The reconstruction results can be saved following TSDF Integration, and the trajectory of the camera pose in the world coordinate system can be obtained by accumulating T_frame_to_model.

FAQ¶

Q: Why did my tracking fail?

A: If it fails after successfully tracking multiple frames, it could be caused by the instability of the system. Please refer to the disclaimer. If it fails at frame 0 on initialization, please check these important factors:

Depth/RGB images are correctly loaded.
Image intrinsic matrix is correctly set, see the calibration factors. If it is not correctly set, the point cloud from the depth will be distorted, resulting in failure in the following operations.
Depth scale factor is correctly set (e.g., 1000 for PrimeSense and RealSense D435, 5000 for the TUM dataset). It is responsible for the correct transformation from the raw depth pixel value to the metric distance.
Depth max factor (mainly set for 3.0, but could be insufficient for larger scales). It will prune all the faraway points.

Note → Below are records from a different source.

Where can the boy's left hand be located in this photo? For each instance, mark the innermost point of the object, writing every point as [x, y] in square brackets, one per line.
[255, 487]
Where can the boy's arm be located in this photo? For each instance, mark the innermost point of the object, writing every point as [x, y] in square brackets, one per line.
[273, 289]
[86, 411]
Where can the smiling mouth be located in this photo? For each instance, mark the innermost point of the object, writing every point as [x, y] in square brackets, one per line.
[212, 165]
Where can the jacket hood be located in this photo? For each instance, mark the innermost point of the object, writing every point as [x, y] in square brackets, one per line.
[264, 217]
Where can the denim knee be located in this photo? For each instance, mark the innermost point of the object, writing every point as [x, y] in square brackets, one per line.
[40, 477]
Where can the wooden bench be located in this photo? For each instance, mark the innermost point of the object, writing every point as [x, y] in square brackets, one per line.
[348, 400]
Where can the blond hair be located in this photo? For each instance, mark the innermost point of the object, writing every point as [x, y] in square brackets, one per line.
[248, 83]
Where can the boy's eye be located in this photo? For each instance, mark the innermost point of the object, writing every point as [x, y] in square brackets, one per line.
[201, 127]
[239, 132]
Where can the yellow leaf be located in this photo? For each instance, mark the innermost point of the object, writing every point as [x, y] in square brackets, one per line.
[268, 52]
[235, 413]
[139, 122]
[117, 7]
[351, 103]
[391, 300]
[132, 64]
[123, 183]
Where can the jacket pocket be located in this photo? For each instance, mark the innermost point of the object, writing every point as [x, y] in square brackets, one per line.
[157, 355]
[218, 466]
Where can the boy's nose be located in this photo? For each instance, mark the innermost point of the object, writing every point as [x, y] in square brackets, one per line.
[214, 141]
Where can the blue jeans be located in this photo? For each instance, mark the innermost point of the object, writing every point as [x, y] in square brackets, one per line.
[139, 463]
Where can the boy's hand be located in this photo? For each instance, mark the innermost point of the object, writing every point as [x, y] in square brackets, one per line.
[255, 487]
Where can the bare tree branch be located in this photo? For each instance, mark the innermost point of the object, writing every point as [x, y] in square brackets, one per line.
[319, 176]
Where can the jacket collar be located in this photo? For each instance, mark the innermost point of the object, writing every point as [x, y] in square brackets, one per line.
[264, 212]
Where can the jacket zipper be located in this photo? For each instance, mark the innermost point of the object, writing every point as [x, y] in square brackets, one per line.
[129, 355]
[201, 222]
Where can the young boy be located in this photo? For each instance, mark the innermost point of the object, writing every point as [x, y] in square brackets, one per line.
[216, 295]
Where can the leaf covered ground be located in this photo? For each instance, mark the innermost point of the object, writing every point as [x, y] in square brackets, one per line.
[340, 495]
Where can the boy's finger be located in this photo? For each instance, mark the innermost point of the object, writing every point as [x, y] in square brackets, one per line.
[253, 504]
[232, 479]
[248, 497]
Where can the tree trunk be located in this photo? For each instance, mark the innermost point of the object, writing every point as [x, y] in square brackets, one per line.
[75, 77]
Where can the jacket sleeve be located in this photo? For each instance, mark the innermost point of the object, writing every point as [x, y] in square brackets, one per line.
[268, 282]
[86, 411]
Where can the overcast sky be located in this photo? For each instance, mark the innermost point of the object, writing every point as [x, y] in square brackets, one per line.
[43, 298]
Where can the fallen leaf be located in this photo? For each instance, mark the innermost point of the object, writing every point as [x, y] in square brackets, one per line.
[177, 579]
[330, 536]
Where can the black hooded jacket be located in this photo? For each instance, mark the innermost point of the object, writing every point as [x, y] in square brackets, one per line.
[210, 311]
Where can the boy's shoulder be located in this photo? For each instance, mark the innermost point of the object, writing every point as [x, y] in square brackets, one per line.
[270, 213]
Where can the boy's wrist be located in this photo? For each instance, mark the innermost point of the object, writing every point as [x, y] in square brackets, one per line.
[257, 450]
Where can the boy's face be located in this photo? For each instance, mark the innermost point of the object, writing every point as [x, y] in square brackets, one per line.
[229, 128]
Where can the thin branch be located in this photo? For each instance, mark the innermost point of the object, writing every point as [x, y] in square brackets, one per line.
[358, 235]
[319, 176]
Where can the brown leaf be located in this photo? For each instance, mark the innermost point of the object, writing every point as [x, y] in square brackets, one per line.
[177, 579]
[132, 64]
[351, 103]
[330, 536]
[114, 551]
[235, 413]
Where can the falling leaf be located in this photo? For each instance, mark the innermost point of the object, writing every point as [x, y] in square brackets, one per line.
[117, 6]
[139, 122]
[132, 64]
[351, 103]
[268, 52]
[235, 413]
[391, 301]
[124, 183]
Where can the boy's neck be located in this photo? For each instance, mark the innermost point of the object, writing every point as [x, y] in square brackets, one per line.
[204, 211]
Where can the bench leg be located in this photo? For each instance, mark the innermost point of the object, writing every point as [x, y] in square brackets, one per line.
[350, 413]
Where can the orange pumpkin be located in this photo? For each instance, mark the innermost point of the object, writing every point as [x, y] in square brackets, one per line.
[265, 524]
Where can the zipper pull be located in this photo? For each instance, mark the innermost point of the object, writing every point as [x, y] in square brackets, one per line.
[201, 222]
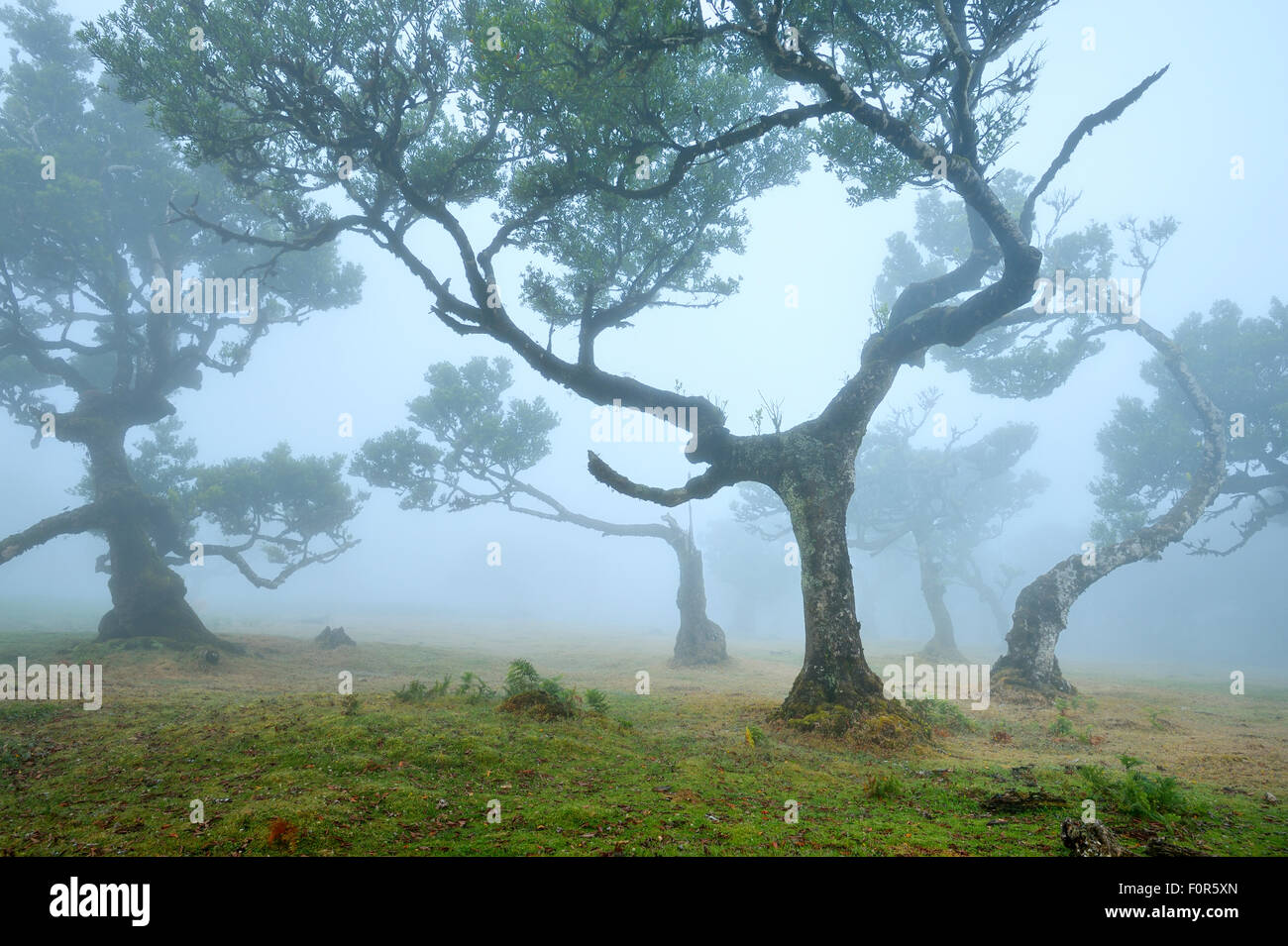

If all above have been correctly set but still no luck, please file an issue.

Q: So WHY did my tracking fail?

A: For the front end, we are using direct RGB-D odometry. Comparing to feature-based odometry, RGB-D odometry is more accurate when it completes successfully but is less robust. We will add support for feature-based tracking in the future. For the backend, unlike our offline reconstruction system, we do not detect loop closures, and do not perform pose graph optimization or bundle adjustment at the moment.

Q: Why don’t you implement loop closure or relocalization?

A: Relocalization is challenging for volumetric reconstruction, as active real-time volume deformation and/or reintegration is needed. Since we are using direct odometry, we do not keep track of sparse features over the frames. A non-trivial system upgrade that addresses all the problems will be future work.